JuliaTime / TimeZones.jl

IANA time zone database access for the Julia programming language
Other
86 stars 51 forks source link

RFC: Separate TZData module into separate package #359

Closed omus closed 11 months ago

omus commented 2 years ago

The Problem

The current implementation of TimeZones.jl builds tzdata into an internal representation using the following high level steps:

  1. Retrieve the IANA tzdata files using the Pkg artifacts system
  2. Parse the tzdata into VariableTimeZone and FixedTimeZone instances
  3. Serialize the VariableTimeZone and FixedTimeZone data using Julia's Seralization.jl and store the data on disk

There have been a few issues with this setup such as:

Reference

Proposal

NOTE: These details need to be expanded upon and are likely to change

omus commented 2 years ago

I'm out of time for today. Will be trying to flush out he proposal over the next few days if I have time

StefanKarpinski commented 2 years ago

Julia serialization is stable in 1.x versions in the sense that data save by Julia 1.x will be readable by Julia 1.y for x ≤ y, so it's fine to use Julia serialization for this. If the format needs to change for whatever reason, we can put compat bounds on the package versions. With that approach it seems like it would be best to pre-process the tzdata into the right format as an automated process and then just have the package consume the pre-processed artifacts.

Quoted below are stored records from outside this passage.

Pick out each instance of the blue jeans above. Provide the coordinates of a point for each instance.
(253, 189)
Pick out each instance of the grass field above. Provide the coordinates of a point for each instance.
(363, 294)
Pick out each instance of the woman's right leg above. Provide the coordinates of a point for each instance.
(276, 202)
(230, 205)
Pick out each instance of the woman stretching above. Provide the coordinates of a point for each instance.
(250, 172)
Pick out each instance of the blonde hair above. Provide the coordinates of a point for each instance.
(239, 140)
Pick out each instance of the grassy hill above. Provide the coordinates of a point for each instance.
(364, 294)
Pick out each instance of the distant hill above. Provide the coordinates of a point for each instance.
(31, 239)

Another potential approach would be to download the tzdata in raw form as an artifact and then use scratch spaces for the processed version. The only issue with this is that I think it would happen at package load time since I don't think we have a hook for scratch spaces as install/build time. This also means that everyone ends up doing the same work locally over and over again, whereas the other approach does it once centrally and then everyone just loads the pre-processed timezone data.

ericphanson commented 2 years ago

Julia serialization is stable in 1.x versions in the sense that data save by Julia 1.x will be readable by Julia 1.y for x ≤ y, so it's fine to use Julia serialization for this.

In practice, I don't think this is true if the code in question depends on types defined in packages, because packages can change the representation of types in a way that doesn't break their public API but does break Serialization. And one often cannot help but change the package environment slightly when changing Julia versions, because e.g. Manifest's are not compatible between Julia versions, and therefore changing Julia versions often does end up breaking serialization, at least in my experience. (And that's not even mentioning anonymous functions, though those aren't relevant in this case).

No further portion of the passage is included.